Because of this openness, a market grew up around it. And being open had its disadvantages. Change came slowly, if at all. At some point we couldn't add features, because the community was so unwieldy and from our point of view, uncooperative, even hostile.
So along came Twitter, and it ruled. It deserved to because it could evolve, it was faster than RSS, people would see your updates instantaneously, and subscription was a single click. That was probably the biggest accelerator for Twitter.
Anyway, here we are 15 years later, and Twitter is mature. Facebook and Snapchat are out there too. But guess what, the engine underneath it all is still there. The heart is still beating. The feeds are still feeding.
All along I've been using RSS to get my news. And I think I have it a lot better than pretty much anyone else. I control what I see. The only algorithm is transparent, last-in-first-out, and I'm running the code, not Facebook. I get a much richer news flow on my own system than I do on Facebook. It's not even close.

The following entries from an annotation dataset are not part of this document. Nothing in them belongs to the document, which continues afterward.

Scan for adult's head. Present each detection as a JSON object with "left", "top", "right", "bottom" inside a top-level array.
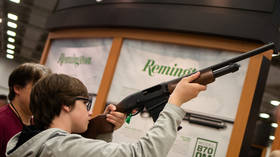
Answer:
[
  {"left": 30, "top": 74, "right": 89, "bottom": 132},
  {"left": 8, "top": 63, "right": 51, "bottom": 114},
  {"left": 0, "top": 94, "right": 8, "bottom": 107}
]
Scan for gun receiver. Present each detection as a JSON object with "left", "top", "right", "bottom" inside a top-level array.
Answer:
[{"left": 83, "top": 43, "right": 274, "bottom": 138}]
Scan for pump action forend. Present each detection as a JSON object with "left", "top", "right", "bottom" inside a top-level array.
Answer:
[{"left": 83, "top": 43, "right": 275, "bottom": 138}]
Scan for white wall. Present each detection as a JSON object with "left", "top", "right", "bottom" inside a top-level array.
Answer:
[{"left": 0, "top": 58, "right": 19, "bottom": 95}]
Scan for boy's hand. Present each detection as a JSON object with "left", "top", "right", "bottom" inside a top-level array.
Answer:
[
  {"left": 104, "top": 104, "right": 126, "bottom": 130},
  {"left": 168, "top": 72, "right": 206, "bottom": 107}
]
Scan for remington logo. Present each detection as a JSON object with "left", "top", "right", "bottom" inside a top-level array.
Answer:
[
  {"left": 57, "top": 53, "right": 91, "bottom": 66},
  {"left": 143, "top": 59, "right": 196, "bottom": 77}
]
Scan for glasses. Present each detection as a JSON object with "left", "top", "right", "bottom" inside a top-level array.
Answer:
[{"left": 75, "top": 97, "right": 92, "bottom": 111}]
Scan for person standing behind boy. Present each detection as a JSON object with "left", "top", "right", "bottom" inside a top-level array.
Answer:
[
  {"left": 6, "top": 73, "right": 206, "bottom": 157},
  {"left": 0, "top": 94, "right": 8, "bottom": 107}
]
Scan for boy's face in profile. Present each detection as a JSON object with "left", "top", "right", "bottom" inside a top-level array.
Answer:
[{"left": 69, "top": 97, "right": 91, "bottom": 133}]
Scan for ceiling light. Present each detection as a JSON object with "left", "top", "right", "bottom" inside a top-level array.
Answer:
[
  {"left": 6, "top": 54, "right": 14, "bottom": 59},
  {"left": 8, "top": 13, "right": 18, "bottom": 21},
  {"left": 10, "top": 0, "right": 20, "bottom": 3},
  {"left": 7, "top": 49, "right": 15, "bottom": 55},
  {"left": 269, "top": 136, "right": 275, "bottom": 141},
  {"left": 271, "top": 123, "right": 278, "bottom": 128},
  {"left": 8, "top": 37, "right": 15, "bottom": 43},
  {"left": 7, "top": 30, "right": 17, "bottom": 37},
  {"left": 7, "top": 44, "right": 16, "bottom": 49},
  {"left": 259, "top": 113, "right": 270, "bottom": 119},
  {"left": 7, "top": 21, "right": 17, "bottom": 28},
  {"left": 270, "top": 100, "right": 280, "bottom": 106}
]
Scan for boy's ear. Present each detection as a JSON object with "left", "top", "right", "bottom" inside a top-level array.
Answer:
[
  {"left": 13, "top": 85, "right": 22, "bottom": 95},
  {"left": 62, "top": 105, "right": 71, "bottom": 112}
]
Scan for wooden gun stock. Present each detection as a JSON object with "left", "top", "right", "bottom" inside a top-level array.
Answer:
[
  {"left": 82, "top": 70, "right": 215, "bottom": 138},
  {"left": 82, "top": 42, "right": 275, "bottom": 138}
]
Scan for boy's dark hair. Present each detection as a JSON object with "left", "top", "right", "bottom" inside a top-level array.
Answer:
[
  {"left": 30, "top": 74, "right": 88, "bottom": 129},
  {"left": 8, "top": 63, "right": 51, "bottom": 101},
  {"left": 0, "top": 94, "right": 7, "bottom": 100}
]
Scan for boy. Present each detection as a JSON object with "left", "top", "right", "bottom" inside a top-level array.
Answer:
[
  {"left": 0, "top": 63, "right": 125, "bottom": 157},
  {"left": 6, "top": 73, "right": 206, "bottom": 157}
]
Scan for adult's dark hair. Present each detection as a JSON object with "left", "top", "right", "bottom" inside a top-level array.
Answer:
[
  {"left": 30, "top": 74, "right": 88, "bottom": 129},
  {"left": 0, "top": 94, "right": 8, "bottom": 100},
  {"left": 8, "top": 63, "right": 51, "bottom": 101}
]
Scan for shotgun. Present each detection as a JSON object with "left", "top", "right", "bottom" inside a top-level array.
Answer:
[{"left": 82, "top": 42, "right": 276, "bottom": 138}]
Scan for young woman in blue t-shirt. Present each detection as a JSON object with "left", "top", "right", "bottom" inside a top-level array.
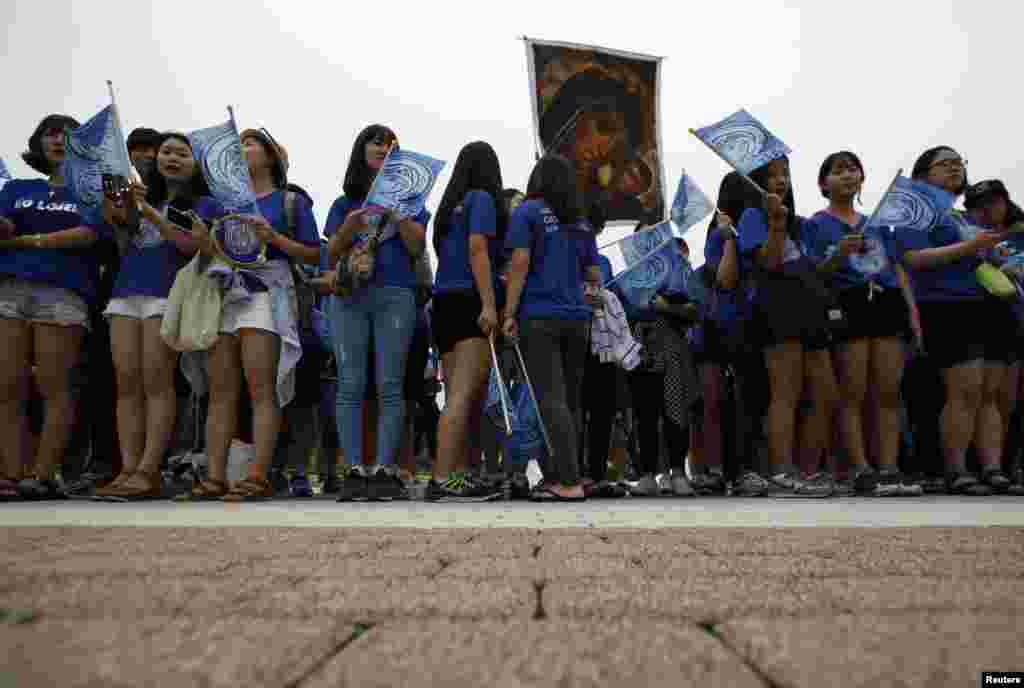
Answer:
[
  {"left": 96, "top": 133, "right": 210, "bottom": 500},
  {"left": 0, "top": 115, "right": 105, "bottom": 500},
  {"left": 896, "top": 146, "right": 1008, "bottom": 496},
  {"left": 737, "top": 158, "right": 836, "bottom": 497},
  {"left": 193, "top": 129, "right": 319, "bottom": 502},
  {"left": 324, "top": 125, "right": 429, "bottom": 501},
  {"left": 427, "top": 141, "right": 508, "bottom": 500},
  {"left": 502, "top": 156, "right": 601, "bottom": 501},
  {"left": 810, "top": 151, "right": 922, "bottom": 497}
]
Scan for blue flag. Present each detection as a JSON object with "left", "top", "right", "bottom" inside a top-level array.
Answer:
[
  {"left": 63, "top": 105, "right": 131, "bottom": 224},
  {"left": 188, "top": 118, "right": 259, "bottom": 214},
  {"left": 0, "top": 158, "right": 11, "bottom": 188},
  {"left": 693, "top": 110, "right": 790, "bottom": 174},
  {"left": 365, "top": 145, "right": 444, "bottom": 217},
  {"left": 864, "top": 175, "right": 954, "bottom": 229},
  {"left": 616, "top": 239, "right": 685, "bottom": 308},
  {"left": 670, "top": 170, "right": 715, "bottom": 232}
]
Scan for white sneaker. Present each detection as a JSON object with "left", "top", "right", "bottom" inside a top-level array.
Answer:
[
  {"left": 654, "top": 473, "right": 672, "bottom": 495},
  {"left": 630, "top": 473, "right": 660, "bottom": 497},
  {"left": 672, "top": 473, "right": 696, "bottom": 497}
]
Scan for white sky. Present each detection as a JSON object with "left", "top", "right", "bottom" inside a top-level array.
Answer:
[{"left": 0, "top": 0, "right": 1024, "bottom": 266}]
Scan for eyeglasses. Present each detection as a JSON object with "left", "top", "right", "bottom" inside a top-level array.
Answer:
[{"left": 929, "top": 158, "right": 967, "bottom": 170}]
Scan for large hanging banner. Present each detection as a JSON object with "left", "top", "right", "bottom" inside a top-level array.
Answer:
[{"left": 524, "top": 38, "right": 667, "bottom": 223}]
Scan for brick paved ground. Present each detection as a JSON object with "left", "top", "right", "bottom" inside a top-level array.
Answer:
[{"left": 0, "top": 506, "right": 1024, "bottom": 688}]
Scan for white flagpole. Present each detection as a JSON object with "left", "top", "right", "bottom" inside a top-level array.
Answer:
[
  {"left": 690, "top": 129, "right": 768, "bottom": 196},
  {"left": 487, "top": 333, "right": 512, "bottom": 436},
  {"left": 864, "top": 167, "right": 903, "bottom": 231},
  {"left": 106, "top": 79, "right": 142, "bottom": 183}
]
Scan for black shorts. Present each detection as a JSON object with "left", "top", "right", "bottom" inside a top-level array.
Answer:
[
  {"left": 693, "top": 320, "right": 733, "bottom": 367},
  {"left": 401, "top": 319, "right": 430, "bottom": 401},
  {"left": 834, "top": 285, "right": 910, "bottom": 342},
  {"left": 431, "top": 292, "right": 486, "bottom": 356},
  {"left": 918, "top": 297, "right": 1018, "bottom": 369},
  {"left": 746, "top": 276, "right": 831, "bottom": 351}
]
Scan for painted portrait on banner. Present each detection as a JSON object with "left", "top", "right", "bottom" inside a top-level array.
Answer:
[{"left": 525, "top": 39, "right": 666, "bottom": 222}]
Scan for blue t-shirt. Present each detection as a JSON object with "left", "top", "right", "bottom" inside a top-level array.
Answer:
[
  {"left": 113, "top": 206, "right": 197, "bottom": 299},
  {"left": 895, "top": 211, "right": 985, "bottom": 301},
  {"left": 196, "top": 190, "right": 319, "bottom": 260},
  {"left": 703, "top": 227, "right": 751, "bottom": 326},
  {"left": 324, "top": 196, "right": 430, "bottom": 290},
  {"left": 434, "top": 190, "right": 502, "bottom": 295},
  {"left": 0, "top": 179, "right": 112, "bottom": 303},
  {"left": 505, "top": 199, "right": 597, "bottom": 320},
  {"left": 809, "top": 210, "right": 899, "bottom": 291}
]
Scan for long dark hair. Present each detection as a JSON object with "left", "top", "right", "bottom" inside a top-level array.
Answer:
[
  {"left": 342, "top": 124, "right": 396, "bottom": 201},
  {"left": 145, "top": 131, "right": 210, "bottom": 210},
  {"left": 910, "top": 145, "right": 971, "bottom": 196},
  {"left": 749, "top": 156, "right": 800, "bottom": 242},
  {"left": 22, "top": 115, "right": 81, "bottom": 174},
  {"left": 526, "top": 156, "right": 580, "bottom": 224},
  {"left": 433, "top": 141, "right": 508, "bottom": 254},
  {"left": 818, "top": 151, "right": 867, "bottom": 201}
]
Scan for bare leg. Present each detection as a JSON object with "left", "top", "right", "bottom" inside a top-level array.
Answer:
[
  {"left": 0, "top": 318, "right": 35, "bottom": 479},
  {"left": 239, "top": 330, "right": 281, "bottom": 480},
  {"left": 939, "top": 360, "right": 984, "bottom": 473},
  {"left": 870, "top": 337, "right": 903, "bottom": 471},
  {"left": 206, "top": 335, "right": 242, "bottom": 480},
  {"left": 765, "top": 340, "right": 804, "bottom": 473},
  {"left": 111, "top": 315, "right": 146, "bottom": 477},
  {"left": 974, "top": 361, "right": 1008, "bottom": 471},
  {"left": 837, "top": 339, "right": 871, "bottom": 472},
  {"left": 32, "top": 323, "right": 85, "bottom": 478},
  {"left": 140, "top": 317, "right": 178, "bottom": 473},
  {"left": 800, "top": 350, "right": 839, "bottom": 470}
]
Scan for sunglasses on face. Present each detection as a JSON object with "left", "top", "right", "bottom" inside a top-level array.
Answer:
[{"left": 930, "top": 158, "right": 967, "bottom": 170}]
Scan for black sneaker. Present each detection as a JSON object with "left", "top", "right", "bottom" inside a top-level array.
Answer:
[
  {"left": 270, "top": 470, "right": 291, "bottom": 499},
  {"left": 441, "top": 473, "right": 503, "bottom": 502},
  {"left": 14, "top": 478, "right": 68, "bottom": 502},
  {"left": 853, "top": 468, "right": 879, "bottom": 497},
  {"left": 423, "top": 478, "right": 447, "bottom": 502},
  {"left": 338, "top": 468, "right": 368, "bottom": 502},
  {"left": 321, "top": 475, "right": 341, "bottom": 495},
  {"left": 367, "top": 468, "right": 409, "bottom": 502}
]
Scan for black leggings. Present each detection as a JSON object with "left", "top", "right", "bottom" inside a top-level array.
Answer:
[
  {"left": 580, "top": 355, "right": 616, "bottom": 482},
  {"left": 629, "top": 370, "right": 690, "bottom": 474},
  {"left": 520, "top": 318, "right": 588, "bottom": 485}
]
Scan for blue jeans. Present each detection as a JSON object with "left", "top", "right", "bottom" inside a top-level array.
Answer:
[{"left": 330, "top": 287, "right": 416, "bottom": 466}]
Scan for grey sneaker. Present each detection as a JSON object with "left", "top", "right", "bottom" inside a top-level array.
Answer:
[
  {"left": 871, "top": 471, "right": 905, "bottom": 497},
  {"left": 654, "top": 473, "right": 672, "bottom": 495},
  {"left": 672, "top": 473, "right": 696, "bottom": 497},
  {"left": 732, "top": 471, "right": 771, "bottom": 497},
  {"left": 630, "top": 473, "right": 662, "bottom": 497},
  {"left": 767, "top": 473, "right": 835, "bottom": 499}
]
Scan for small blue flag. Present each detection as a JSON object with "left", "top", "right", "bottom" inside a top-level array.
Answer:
[
  {"left": 864, "top": 175, "right": 954, "bottom": 230},
  {"left": 0, "top": 158, "right": 11, "bottom": 188},
  {"left": 63, "top": 105, "right": 131, "bottom": 224},
  {"left": 188, "top": 117, "right": 259, "bottom": 214},
  {"left": 616, "top": 239, "right": 688, "bottom": 308},
  {"left": 365, "top": 145, "right": 444, "bottom": 217},
  {"left": 693, "top": 110, "right": 791, "bottom": 175},
  {"left": 670, "top": 170, "right": 715, "bottom": 232}
]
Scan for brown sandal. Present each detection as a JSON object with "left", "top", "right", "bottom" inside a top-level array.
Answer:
[
  {"left": 223, "top": 478, "right": 273, "bottom": 502},
  {"left": 93, "top": 473, "right": 132, "bottom": 499},
  {"left": 189, "top": 478, "right": 227, "bottom": 502},
  {"left": 106, "top": 471, "right": 163, "bottom": 502}
]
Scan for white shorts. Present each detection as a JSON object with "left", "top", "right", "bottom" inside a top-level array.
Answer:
[
  {"left": 103, "top": 296, "right": 167, "bottom": 320},
  {"left": 0, "top": 277, "right": 90, "bottom": 330},
  {"left": 220, "top": 292, "right": 275, "bottom": 335}
]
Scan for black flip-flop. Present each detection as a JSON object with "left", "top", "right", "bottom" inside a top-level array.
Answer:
[{"left": 529, "top": 487, "right": 587, "bottom": 502}]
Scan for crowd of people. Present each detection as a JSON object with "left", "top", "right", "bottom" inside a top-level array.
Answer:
[{"left": 0, "top": 110, "right": 1024, "bottom": 502}]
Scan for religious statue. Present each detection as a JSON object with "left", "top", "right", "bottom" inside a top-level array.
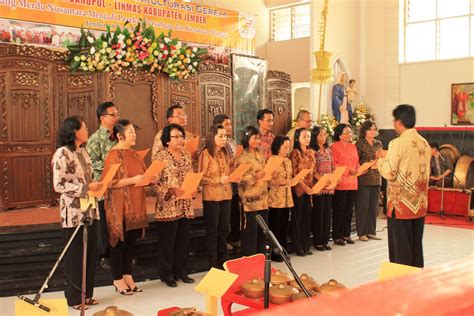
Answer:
[{"left": 332, "top": 72, "right": 349, "bottom": 123}]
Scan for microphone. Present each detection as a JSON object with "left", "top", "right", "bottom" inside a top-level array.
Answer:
[
  {"left": 255, "top": 214, "right": 285, "bottom": 253},
  {"left": 18, "top": 295, "right": 51, "bottom": 313}
]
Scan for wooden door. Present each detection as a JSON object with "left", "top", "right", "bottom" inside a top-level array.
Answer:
[
  {"left": 267, "top": 70, "right": 293, "bottom": 135},
  {"left": 109, "top": 70, "right": 167, "bottom": 164},
  {"left": 0, "top": 45, "right": 55, "bottom": 209},
  {"left": 198, "top": 62, "right": 233, "bottom": 139}
]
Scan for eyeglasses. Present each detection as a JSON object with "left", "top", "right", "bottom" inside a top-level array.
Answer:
[
  {"left": 104, "top": 112, "right": 120, "bottom": 117},
  {"left": 172, "top": 114, "right": 188, "bottom": 118}
]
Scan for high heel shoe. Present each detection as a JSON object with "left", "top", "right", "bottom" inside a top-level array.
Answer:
[
  {"left": 129, "top": 286, "right": 143, "bottom": 293},
  {"left": 114, "top": 284, "right": 133, "bottom": 296}
]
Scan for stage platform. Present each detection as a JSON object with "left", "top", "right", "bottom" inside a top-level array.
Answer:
[{"left": 0, "top": 197, "right": 221, "bottom": 296}]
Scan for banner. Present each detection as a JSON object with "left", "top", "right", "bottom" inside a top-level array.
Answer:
[{"left": 0, "top": 0, "right": 256, "bottom": 53}]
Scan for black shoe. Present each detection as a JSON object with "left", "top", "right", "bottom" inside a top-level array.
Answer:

I made the software, River5, free. But it's really designed for programmers. It runs on the Unix command line. It's fine for what it does, but I wouldn't recommend it to a non-technical friend.
I wanted to make something that was as easy as Radio UserLand was 15 years ago. And just as much yours. Not controlled by a big company and its advertisers, and possibly political allies (we don't really know who Zuck is influenced by, after all).
Distilled, in a tweet, this is what it's about to me. "One of the most patriotic things you can do is to upgrade the quality and breadth of the news you read. Invest in your personal news flow."
Even just a few months ago, that statement would have seemed arrogant, even unhinged. But today we know that control of information flow is essential to basically everything. It will be even more so in the future.
That's the anthem of my new product, Electric River. It's now available for the Mac, hopefully soon on other desktop platforms. It boots up reading the feeds I set it up to read. But you can and should make it your own. I want to work on making feed discovery better next, but for right now, you can build your own news network and you don't have to be a rocket scientist to make it work. And in doing so you will help make building the next layer, and the one after that, possible.